Thank you all Jeff, Jody, Prentice and Bogdan for your invaluable
clarification, solution and suggestion,
Open MPI should return a failure if TCP connectivity is lost, even with a
> non-blocking point-to-point operation. The failure should be returned in
> the call to MPI_TEST (and friends).
even if MPI_TEST is a local operation?
> So I'm not sure your timeout has meaning here -- if you reach the timeout,
> I think it simply means that the MPI communication has not completed yet.
> It does not necessarily mean that the MPI communication has failed.
>
you are absolutely correct., but the job should be done before it expires.

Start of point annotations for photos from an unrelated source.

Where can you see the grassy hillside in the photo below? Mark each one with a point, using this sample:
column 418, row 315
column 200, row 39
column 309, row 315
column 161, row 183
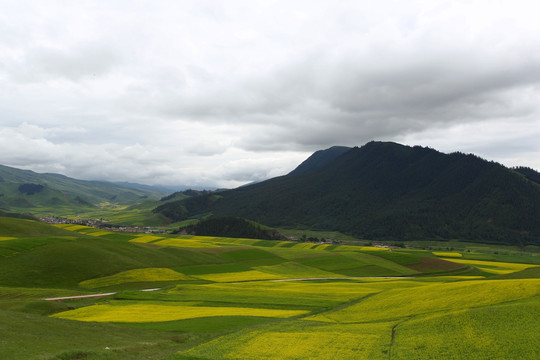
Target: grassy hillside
column 27, row 191
column 235, row 298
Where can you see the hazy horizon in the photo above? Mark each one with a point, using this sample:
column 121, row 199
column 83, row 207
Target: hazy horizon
column 223, row 93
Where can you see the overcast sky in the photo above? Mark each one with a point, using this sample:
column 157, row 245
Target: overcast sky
column 221, row 93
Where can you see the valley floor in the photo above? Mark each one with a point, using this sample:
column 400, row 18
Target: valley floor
column 226, row 298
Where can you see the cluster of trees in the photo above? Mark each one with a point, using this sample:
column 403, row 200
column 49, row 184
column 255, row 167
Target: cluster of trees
column 229, row 226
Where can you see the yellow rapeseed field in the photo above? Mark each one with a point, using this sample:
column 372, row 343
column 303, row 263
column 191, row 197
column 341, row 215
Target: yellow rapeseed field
column 239, row 276
column 301, row 341
column 146, row 238
column 400, row 303
column 189, row 243
column 447, row 254
column 140, row 312
column 494, row 267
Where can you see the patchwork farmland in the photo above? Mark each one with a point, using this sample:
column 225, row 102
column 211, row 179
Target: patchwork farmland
column 230, row 298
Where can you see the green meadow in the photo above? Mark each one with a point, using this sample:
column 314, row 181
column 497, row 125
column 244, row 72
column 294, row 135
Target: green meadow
column 193, row 297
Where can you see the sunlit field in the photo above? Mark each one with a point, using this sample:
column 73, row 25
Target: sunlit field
column 190, row 297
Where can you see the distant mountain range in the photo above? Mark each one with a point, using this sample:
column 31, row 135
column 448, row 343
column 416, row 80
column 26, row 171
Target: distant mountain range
column 388, row 191
column 21, row 190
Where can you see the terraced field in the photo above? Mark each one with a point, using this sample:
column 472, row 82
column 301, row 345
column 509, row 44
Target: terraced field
column 227, row 298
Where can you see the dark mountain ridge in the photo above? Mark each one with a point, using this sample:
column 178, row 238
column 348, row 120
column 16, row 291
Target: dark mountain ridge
column 388, row 191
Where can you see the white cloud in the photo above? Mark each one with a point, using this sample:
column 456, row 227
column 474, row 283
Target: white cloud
column 225, row 92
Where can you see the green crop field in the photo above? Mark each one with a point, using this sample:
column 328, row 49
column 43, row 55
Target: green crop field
column 193, row 297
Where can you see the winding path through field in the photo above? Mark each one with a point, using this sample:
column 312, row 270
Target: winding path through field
column 90, row 295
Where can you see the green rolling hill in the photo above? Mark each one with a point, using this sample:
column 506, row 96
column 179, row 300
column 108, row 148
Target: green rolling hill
column 25, row 191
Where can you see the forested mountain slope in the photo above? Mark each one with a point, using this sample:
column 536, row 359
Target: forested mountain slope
column 385, row 190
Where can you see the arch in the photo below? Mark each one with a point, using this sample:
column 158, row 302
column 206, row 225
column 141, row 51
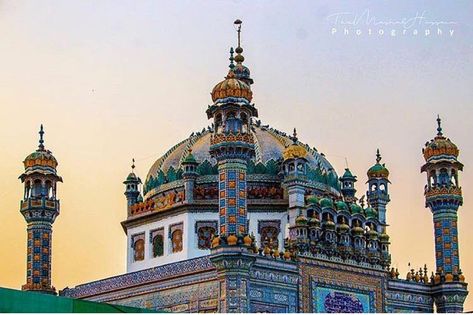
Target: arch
column 204, row 236
column 139, row 250
column 176, row 240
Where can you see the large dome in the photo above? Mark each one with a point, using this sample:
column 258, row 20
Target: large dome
column 270, row 146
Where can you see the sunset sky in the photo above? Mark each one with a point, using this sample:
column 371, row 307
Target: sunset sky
column 113, row 80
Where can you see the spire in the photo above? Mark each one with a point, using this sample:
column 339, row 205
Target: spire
column 294, row 136
column 232, row 65
column 439, row 126
column 41, row 141
column 378, row 156
column 239, row 57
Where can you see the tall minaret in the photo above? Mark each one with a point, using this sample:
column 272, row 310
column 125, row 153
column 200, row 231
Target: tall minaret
column 40, row 207
column 232, row 145
column 443, row 196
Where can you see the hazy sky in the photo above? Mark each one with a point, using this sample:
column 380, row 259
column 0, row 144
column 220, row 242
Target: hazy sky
column 112, row 80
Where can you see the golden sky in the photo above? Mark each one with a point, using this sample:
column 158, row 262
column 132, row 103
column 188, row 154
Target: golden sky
column 112, row 80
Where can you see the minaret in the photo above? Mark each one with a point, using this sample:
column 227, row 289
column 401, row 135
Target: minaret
column 132, row 191
column 232, row 145
column 39, row 208
column 377, row 194
column 348, row 186
column 189, row 175
column 295, row 172
column 443, row 196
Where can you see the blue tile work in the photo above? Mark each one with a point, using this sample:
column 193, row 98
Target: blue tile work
column 336, row 299
column 272, row 299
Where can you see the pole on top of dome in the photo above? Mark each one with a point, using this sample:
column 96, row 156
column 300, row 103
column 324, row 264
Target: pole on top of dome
column 232, row 65
column 41, row 140
column 378, row 156
column 238, row 23
column 439, row 128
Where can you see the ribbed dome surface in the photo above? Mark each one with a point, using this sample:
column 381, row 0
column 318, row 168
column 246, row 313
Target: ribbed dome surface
column 270, row 145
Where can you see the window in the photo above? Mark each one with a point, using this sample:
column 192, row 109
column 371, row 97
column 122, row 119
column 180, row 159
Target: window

that's the reason I am using TIMEOUT.
So the conclusion is :
>
> MPI doesn't provide any standard way to check reachability and/or health
> of a peer process.
That's what I wanted to confirm. And to find out the solution, if any, or
any alternative.
So now I think, I should go for Jody's approach
>
> How about you start your MPI program from a shell script that does the
> following:
>
> 1. Reads a text file containing the names of all the possible candidates
> for MPI nodes
>
> 2. Loops through the list of names from (1) and pings each machine to
> see if it's alive. If the host is pingable, then write it's name to a
> different text file which will be host as the machine file for the
> mpirun command
>
>
> 3. Call mpirun using the machine file generated in (2).
>
I am assuming processes have been launched successfully.
--
Vipin K.
Research Engineer,
C-DOTB, India
|